Prada, by Miuccia Prada, autumn/winter 2012, in Milan

Prada, by Miuccia Prada, autumn/winter 2012, in Milan
Miuccia Prada staged a fashion show dedicated to power — complete with a runway finale of acclaimed actors that had the laidback men’s pack roaring with applause. Dressed in severe coats evoking Eastern Bloc military dress, the likes of Willem Dafoe, Tim Roth, Adrien Brody and Gary Oldman roamed a massive, carpeted space — unmoved by the response.

Prada said the show was also about a “historical memory” — a sweep that includes her own legacy. The offbeat colors – including mustard and dull purple — and vintage-look fabrics could only come from her. And among the cast of show characters were some of her runway models of yore. It was a tour de force.



Prada lent her considerable weight as a fashion influencer to a big mood change in men’s wear. Sunny colors and cheerful prints were discharged and replaced by clothes that are darker, more severe and sometimes even drab. In Prada’s hands, they look new and compelling.

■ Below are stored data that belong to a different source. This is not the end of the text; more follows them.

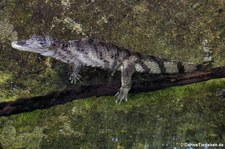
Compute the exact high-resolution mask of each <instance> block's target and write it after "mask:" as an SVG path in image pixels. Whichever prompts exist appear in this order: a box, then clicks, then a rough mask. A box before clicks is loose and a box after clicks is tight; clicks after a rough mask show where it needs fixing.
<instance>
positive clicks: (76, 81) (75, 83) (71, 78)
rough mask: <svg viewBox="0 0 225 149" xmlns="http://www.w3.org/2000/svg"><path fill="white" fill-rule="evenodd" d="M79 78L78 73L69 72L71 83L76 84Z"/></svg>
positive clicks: (78, 79)
mask: <svg viewBox="0 0 225 149" xmlns="http://www.w3.org/2000/svg"><path fill="white" fill-rule="evenodd" d="M80 79H81V75H79V74H71V75H70V78H69V80H70V83H71V84H76V83H77V82H78V81H80Z"/></svg>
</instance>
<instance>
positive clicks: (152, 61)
mask: <svg viewBox="0 0 225 149" xmlns="http://www.w3.org/2000/svg"><path fill="white" fill-rule="evenodd" d="M203 50H204V61H203V63H201V64H194V63H190V62H179V61H171V60H166V59H161V58H159V57H155V56H144V57H142V58H140V60H139V61H138V62H136V64H135V69H136V71H139V72H149V73H151V74H175V73H186V72H193V71H198V70H205V69H207V68H209V67H210V66H211V65H212V63H213V61H212V51H210V50H209V47H208V42H207V40H204V41H203Z"/></svg>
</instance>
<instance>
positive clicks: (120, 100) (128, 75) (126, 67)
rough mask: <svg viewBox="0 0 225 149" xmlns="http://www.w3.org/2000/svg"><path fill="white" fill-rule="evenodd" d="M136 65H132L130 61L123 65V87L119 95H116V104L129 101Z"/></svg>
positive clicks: (115, 95) (121, 84)
mask: <svg viewBox="0 0 225 149" xmlns="http://www.w3.org/2000/svg"><path fill="white" fill-rule="evenodd" d="M134 70H135V68H134V64H130V63H129V62H128V61H125V62H123V64H122V65H121V87H120V90H119V92H118V93H116V95H115V96H116V98H117V99H116V103H121V102H122V101H123V100H124V99H125V101H127V96H128V92H129V90H130V88H131V85H132V79H131V77H132V75H133V73H134Z"/></svg>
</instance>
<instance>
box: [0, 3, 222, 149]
mask: <svg viewBox="0 0 225 149" xmlns="http://www.w3.org/2000/svg"><path fill="white" fill-rule="evenodd" d="M0 8H1V9H0V40H1V41H0V101H1V102H2V101H9V100H15V99H16V98H18V97H30V96H35V95H44V94H46V93H49V92H51V91H53V90H61V89H63V88H67V87H72V86H71V85H70V84H69V81H68V76H69V72H70V68H69V66H68V65H66V64H63V63H61V62H58V61H56V60H53V59H51V58H44V57H42V56H40V55H37V54H33V53H26V52H19V51H17V50H15V49H12V48H11V47H10V44H11V41H13V40H16V39H18V38H19V39H23V38H29V37H30V36H31V35H32V34H39V33H41V34H48V35H51V36H54V37H56V38H59V39H65V40H69V39H79V38H82V37H85V36H89V37H94V38H98V39H101V40H104V41H109V42H114V43H117V44H118V45H120V46H122V47H125V48H127V49H130V50H131V51H138V52H140V53H142V54H152V55H156V56H160V57H164V58H169V59H174V60H181V61H190V62H195V63H200V62H201V61H202V56H203V53H202V45H201V44H202V40H203V39H208V41H209V45H210V46H211V48H212V51H213V53H214V67H217V66H223V65H224V63H225V60H224V56H225V52H224V50H225V48H224V47H225V46H224V41H225V39H224V35H225V22H224V20H225V17H224V16H225V11H224V8H225V2H224V1H220V0H212V1H196V0H190V1H175V0H168V1H161V0H154V1H147V0H141V1H136V0H123V1H122V0H121V1H114V0H107V1H98V0H95V1H91V0H88V1H72V0H61V1H58V0H34V1H17V0H2V1H0ZM99 73H100V72H99V71H98V70H97V71H96V70H95V69H92V68H85V69H84V70H82V72H81V74H82V76H83V83H89V82H93V81H101V78H102V76H104V79H105V78H107V77H108V76H109V75H108V74H107V73H108V72H107V71H104V72H103V73H104V74H99ZM93 75H95V76H96V78H94V79H93V77H92V76H93ZM118 78H119V77H118ZM78 85H79V84H78ZM224 88H225V80H224V79H217V80H211V81H207V82H202V83H198V84H191V85H186V86H181V87H180V86H179V87H172V88H168V89H163V90H159V91H155V92H149V93H140V94H130V95H129V101H128V102H125V103H123V104H121V105H117V104H115V102H114V97H98V98H97V97H92V98H88V99H85V100H80V101H73V102H71V103H67V104H65V105H60V106H56V107H53V108H50V109H46V110H36V111H33V112H30V113H23V114H18V115H13V116H9V117H1V118H0V148H1V147H2V148H144V147H147V146H150V147H153V148H162V144H164V145H166V144H168V145H169V148H172V147H173V146H177V147H178V148H179V147H180V145H181V143H189V142H191V143H223V144H224V145H225V133H224V132H225V110H224V109H225V102H224V99H222V98H220V97H218V96H217V95H218V93H220V91H221V90H222V89H224Z"/></svg>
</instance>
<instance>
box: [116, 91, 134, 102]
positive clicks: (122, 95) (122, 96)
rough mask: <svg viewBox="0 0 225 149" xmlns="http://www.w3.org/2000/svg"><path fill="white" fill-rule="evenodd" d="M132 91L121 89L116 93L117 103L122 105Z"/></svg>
mask: <svg viewBox="0 0 225 149" xmlns="http://www.w3.org/2000/svg"><path fill="white" fill-rule="evenodd" d="M129 90H130V89H128V88H122V87H121V88H120V91H119V92H117V93H116V95H115V97H116V103H119V104H120V103H121V102H122V101H123V100H125V101H127V96H128V92H129Z"/></svg>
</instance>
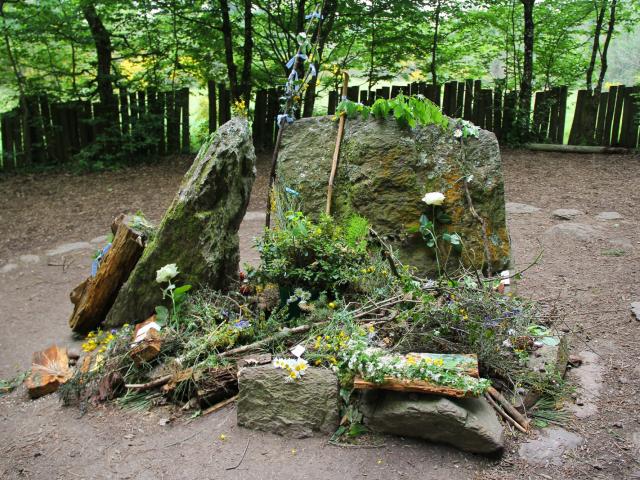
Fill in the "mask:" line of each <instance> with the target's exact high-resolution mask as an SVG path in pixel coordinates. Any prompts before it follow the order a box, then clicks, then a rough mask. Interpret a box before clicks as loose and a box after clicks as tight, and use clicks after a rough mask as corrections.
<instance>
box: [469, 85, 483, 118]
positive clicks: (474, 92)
mask: <svg viewBox="0 0 640 480" xmlns="http://www.w3.org/2000/svg"><path fill="white" fill-rule="evenodd" d="M481 90H482V80H474V82H473V97H472V98H473V100H472V102H473V107H472V108H473V113H472V114H471V121H472V122H473V123H475V124H476V125H480V123H481V121H482V120H481V119H482V114H483V112H482V94H481Z"/></svg>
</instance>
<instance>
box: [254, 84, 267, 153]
mask: <svg viewBox="0 0 640 480" xmlns="http://www.w3.org/2000/svg"><path fill="white" fill-rule="evenodd" d="M266 114H267V91H266V90H258V91H257V92H256V103H255V108H254V110H253V132H252V133H253V144H254V146H255V147H256V148H262V146H263V144H264V126H265V116H266Z"/></svg>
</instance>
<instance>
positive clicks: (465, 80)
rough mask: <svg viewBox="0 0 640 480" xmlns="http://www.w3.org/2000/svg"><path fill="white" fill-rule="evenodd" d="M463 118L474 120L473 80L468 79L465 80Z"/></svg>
mask: <svg viewBox="0 0 640 480" xmlns="http://www.w3.org/2000/svg"><path fill="white" fill-rule="evenodd" d="M462 118H464V119H465V120H469V121H473V80H472V79H467V80H465V82H464V110H463V112H462Z"/></svg>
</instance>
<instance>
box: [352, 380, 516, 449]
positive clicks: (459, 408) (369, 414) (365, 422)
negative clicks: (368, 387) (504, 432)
mask: <svg viewBox="0 0 640 480" xmlns="http://www.w3.org/2000/svg"><path fill="white" fill-rule="evenodd" d="M360 411H361V412H362V413H363V414H364V419H365V423H366V425H367V426H369V427H370V428H371V429H373V430H375V431H377V432H381V433H390V434H393V435H400V436H403V437H415V438H422V439H425V440H429V441H432V442H442V443H447V444H449V445H453V446H454V447H457V448H459V449H460V450H464V451H467V452H473V453H485V454H488V453H494V452H499V451H501V450H502V449H503V447H504V434H503V429H502V425H501V424H500V422H499V421H498V418H497V417H496V414H495V412H494V411H493V409H492V408H491V406H490V405H489V404H488V403H487V401H486V400H485V399H483V398H462V399H453V398H447V397H441V396H438V395H420V394H407V393H401V392H387V391H381V390H379V391H372V392H366V393H365V394H364V395H363V396H362V398H361V404H360Z"/></svg>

From the first exit — a smart dark coat over a white turtleneck, slim pants and gleaming dress shoes — Prada set a military tone. Belted coats in lightweight wool were a major statement, worn by most of her troops, and often decorated with badges and sunglasses over the heart. Sometimes coats were layered over other coats, vests, shirts and turtlenecks — as if you can never dress too powerfully. Butler pinstripes evoked other kinds of  uniforms.